Beim sogenannten Credit Easing oder Kreditlockerung werden in den meisten Fällen Volumenobergrenzen festgelegt, die allerdings bei geänderten Bedingungen angepasst werden können. Dieser Zukauf von Vermögenswerten kann den Effekt einer Bilanzausdehnung oder Bilanzumschichtung haben.14 In Abgrenzung sowohl zum Qualitative als auch
zum Quantitative Easing ist eine Kreditmarktintervention ein zentraler Bestandteil der Kreditlockerung. Im Gegensatz zur quantitativen Lockerung wird die Kreditlockerung auch bei einem Leitzins über der Nullzins-Grenze angewendet.15 Das Credit Easing zielt auf eine Änderung der Aktiva hinsichtlich der Höhe der Kredite und Sicherheiten ab.16 Als quantitative Lockerung oder Quantitative Easing wird jene geldpolitische Maßnahme bezeichnet, die sowohl das Ziel von langfristigen Zinssenkungen als auch die Bereitstellung zusätzlicher Liquidität für den Bankensektor verfolgt. Dabei kauft die Zentralbank insbesondere langlaufende Staatsanleihen in großem Umfang auf, um eine Rezession ggf. eine Deflation zu verhindern.17 Tendenziell sollen dadurch die Anleihekurse steigen und somit die entsprechenden Renditen gesenkt werden, so dass daraus eine Beeinflussung des allgemeinen Zinsniveaus und der Zinsstrukturkurve resultiert.18 Zentralbanken greifen insbesondere dann auf diese unkonventionelle Geldpolitik zurück, wenn die kurzfristigen Zinsen bereits nahe Null sind und keinen ausreichenden Investitionsanreiz setzen. Beim Ankauf von Anleihen und der damit einhergehenden Schaffung von Zentralbankgeld nimmt die Quantität der Zentralbankgeldmenge zu, woraus sich der Begriff quantitative (mengenmäßige) Lockerung ableitet.
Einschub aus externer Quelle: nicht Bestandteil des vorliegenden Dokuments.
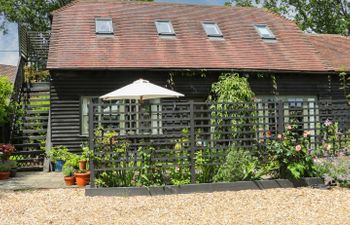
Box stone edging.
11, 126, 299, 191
85, 177, 323, 196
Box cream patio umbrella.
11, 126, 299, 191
100, 79, 184, 102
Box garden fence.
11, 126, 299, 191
89, 100, 350, 187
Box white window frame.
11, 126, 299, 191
80, 96, 94, 136
202, 21, 224, 38
95, 18, 114, 34
255, 24, 276, 40
154, 20, 176, 36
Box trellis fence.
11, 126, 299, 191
89, 100, 350, 187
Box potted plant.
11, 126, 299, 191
79, 146, 92, 170
62, 164, 75, 186
48, 145, 72, 172
0, 160, 11, 180
74, 169, 90, 187
0, 144, 16, 161
8, 160, 17, 177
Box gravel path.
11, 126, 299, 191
0, 188, 350, 225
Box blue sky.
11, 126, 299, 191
156, 0, 225, 5
0, 0, 226, 65
0, 17, 18, 65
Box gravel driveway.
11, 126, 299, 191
0, 188, 350, 225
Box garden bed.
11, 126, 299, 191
85, 177, 323, 196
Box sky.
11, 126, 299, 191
155, 0, 225, 5
0, 17, 19, 65
0, 0, 225, 65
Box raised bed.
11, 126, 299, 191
85, 177, 323, 196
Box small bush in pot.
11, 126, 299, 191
8, 160, 17, 177
0, 144, 16, 161
0, 160, 11, 180
74, 170, 90, 187
62, 164, 75, 186
48, 145, 72, 172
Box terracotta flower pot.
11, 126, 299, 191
64, 176, 75, 186
79, 160, 86, 170
0, 171, 11, 180
10, 168, 17, 177
74, 172, 90, 187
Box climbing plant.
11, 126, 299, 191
0, 76, 13, 124
209, 73, 255, 144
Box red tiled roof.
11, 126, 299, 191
48, 0, 333, 71
308, 34, 350, 71
0, 64, 17, 84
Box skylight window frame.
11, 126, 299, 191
95, 17, 114, 35
154, 19, 176, 37
254, 24, 276, 40
202, 21, 224, 38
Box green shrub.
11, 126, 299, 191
48, 145, 73, 161
214, 146, 261, 182
0, 76, 14, 124
315, 158, 350, 187
267, 124, 315, 179
0, 161, 13, 172
62, 163, 75, 177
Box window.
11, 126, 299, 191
255, 24, 276, 40
155, 20, 175, 36
95, 18, 113, 34
257, 96, 318, 141
202, 22, 223, 37
80, 96, 93, 135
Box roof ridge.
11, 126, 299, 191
305, 33, 350, 39
51, 0, 266, 15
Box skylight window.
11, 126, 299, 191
156, 20, 175, 36
255, 24, 276, 40
203, 22, 223, 37
95, 18, 113, 34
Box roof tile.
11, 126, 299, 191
48, 0, 333, 71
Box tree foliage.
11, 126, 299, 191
0, 0, 153, 31
226, 0, 350, 35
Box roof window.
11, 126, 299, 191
202, 22, 223, 37
95, 18, 113, 34
155, 20, 175, 36
255, 24, 276, 40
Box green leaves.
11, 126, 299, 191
228, 0, 350, 35
0, 76, 14, 124
214, 146, 261, 182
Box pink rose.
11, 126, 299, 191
303, 130, 310, 138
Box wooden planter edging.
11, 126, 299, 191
85, 177, 323, 196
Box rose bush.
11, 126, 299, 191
267, 124, 314, 179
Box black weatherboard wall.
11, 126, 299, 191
50, 71, 344, 151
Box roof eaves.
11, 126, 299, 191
50, 0, 80, 15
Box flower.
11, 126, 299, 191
323, 143, 332, 151
295, 145, 301, 152
277, 134, 283, 140
266, 130, 272, 138
0, 144, 16, 160
303, 130, 310, 138
324, 119, 333, 127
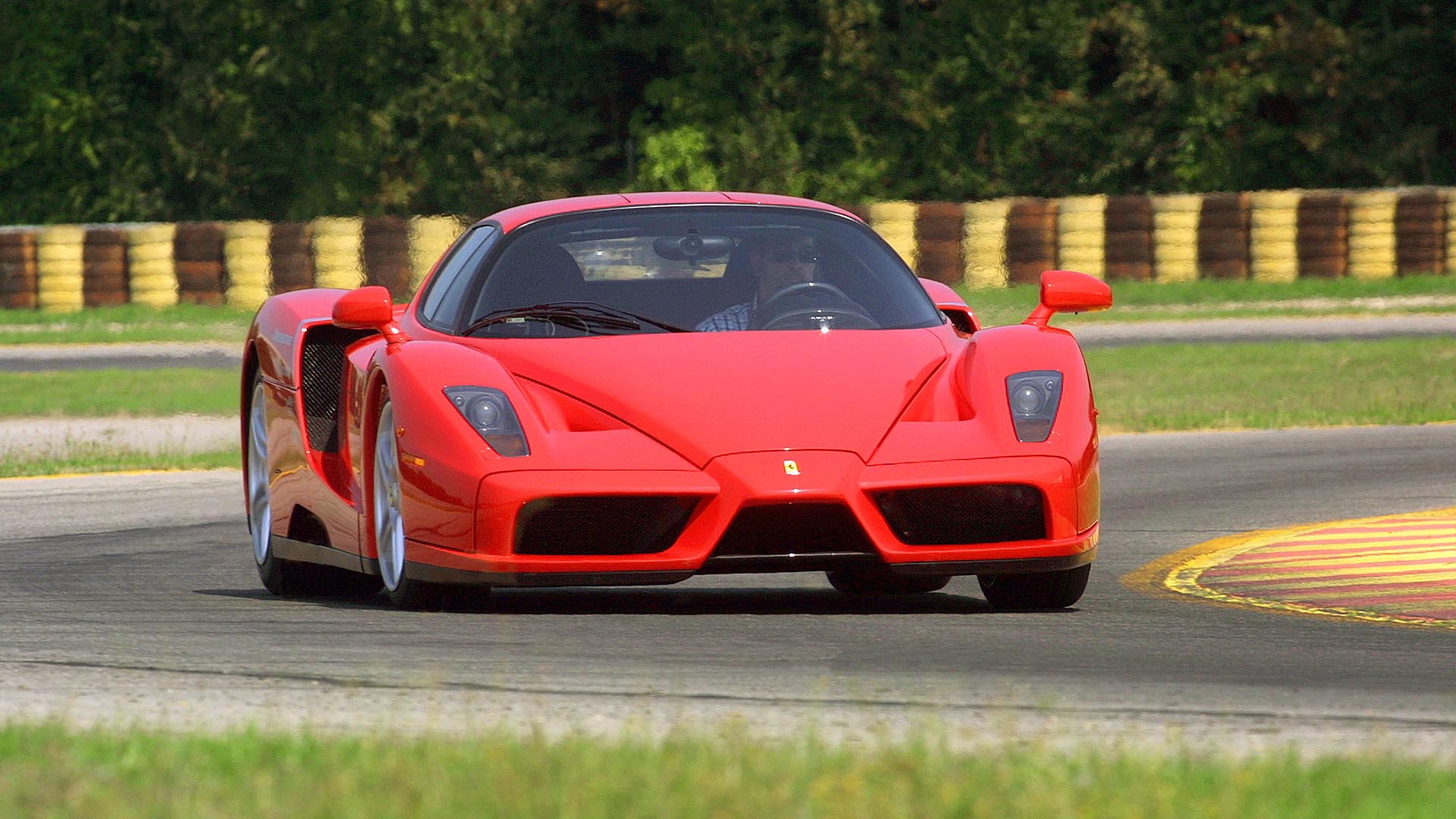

Gegensätzlich zum Qualitative Easing wird die Geldmenge bei der quantitativen Lockerung nicht sterilisiert. Im Ergebnis nehmen die Bilanzsummen der Zentralbanken zu. Dadurch sollen Investitionen angeregt werden, die wiederum zur Stimulierung der Wirtschaftstätigkeit und des Wirtschaftswachstums beitragen. Hierbei ist der Begriff von der geldpolitischen Lockerung durch die Senkung des Leitzinses zu unterscheiden.19
Zu den Risiken dieser geldpolitischen Maßnahme gehört eine erhöhte Inflationsgefahr, die durch die Geldmengenausweitung verursacht werden kann. Darüber hinaus kann es zur Abwertung der Währung führen, da die Geldmenge ebenfalls ein wesentlicher Faktor bei der Bildung des Wechselkurses ist. Quantitative Easing ist eine Möglichkeit die Wirtschaft zu beleben, da durch die Staatsanleihenkäufe an den Sekundärmärkten die Risikoprämien und/oder die Zinsen gesenkt werden können.20
2.3. Internationale Anwendungsbeispiele expansiver Geldpolitik
Der Blick auf die internationalen Anwendungsbeispiele ermöglicht es die geldpolitische Maßnahme der EZB auch außerhalb des europäischen Kontextes einzubetten.
Bank of Japan (BoJ)
Bereits zu Beginn der 1990er-Jahre platze in Japan eine Immobilienblase. Zu den wirtschaftlichen Folgen zählte nicht nur eine rückläufige Inflation, sondern auch eine Deflation von 1998-2005, deren Einfluss sich auch auf Unternehmen und Finanzinstitute ausweitete.21 Daher sah sich die japanische Zentralbank gezwungen, ein geldpolitisches Versprechen abzugeben, den Leitzins bei 0% zu belassen, bis alle deflatorischen Erwartungen zerstreut waren. Jedoch hatte das Platzen der Dotcom-Blase 2001 erneut negative Effekte auf die japanische Volkswirtschaft. Somit reagierte die BoJ mit einer Geldpolitik der quantitativen Lockerung, um dem Preisverfall entgegenzuwirken und eine Grundlage für nachhaltiges Wachstum zu schaffen. Zudem kündigte sie an, mittels eines Aufkaufprogramms für Staatsanleihen die Geldbasis so lange auszuweiten, bis die Inflationsrate wieder positiv wäre. Infolgedessen stieg die Geldmenge im Zeitraum von 2001-2005 von 14% auf 22% des Bruttoinlandsprodukts. Nachdem die Inflationsrate von negativen Werten auf knapp über 0% angestiegen war, beendete die BoJ im März 2006 das Ankaufprogramm.22 Die Deflation kehrte jedoch im Zuge der weltweiten Finanzkrise nach Japan zurück. Seit Beginn des Jahres 2013 hat die BoJ im Zuge des Abenomics-Programm23 neue umfangreiche Maßnahmenpakete geschnürt und das Inflationsziel von ursprünglich 1% auf 2% angehoben. Die BoJ versucht durch eine Steigerung ihrer Ankaufprogramme und einer Ausweitung ihrer Bilanz um jährlich 60-70 Milliarden Japanische Yen (JPY) dieses Ziel bis Ende 2014 zu erreichen.24
Federal Reserve System (FED)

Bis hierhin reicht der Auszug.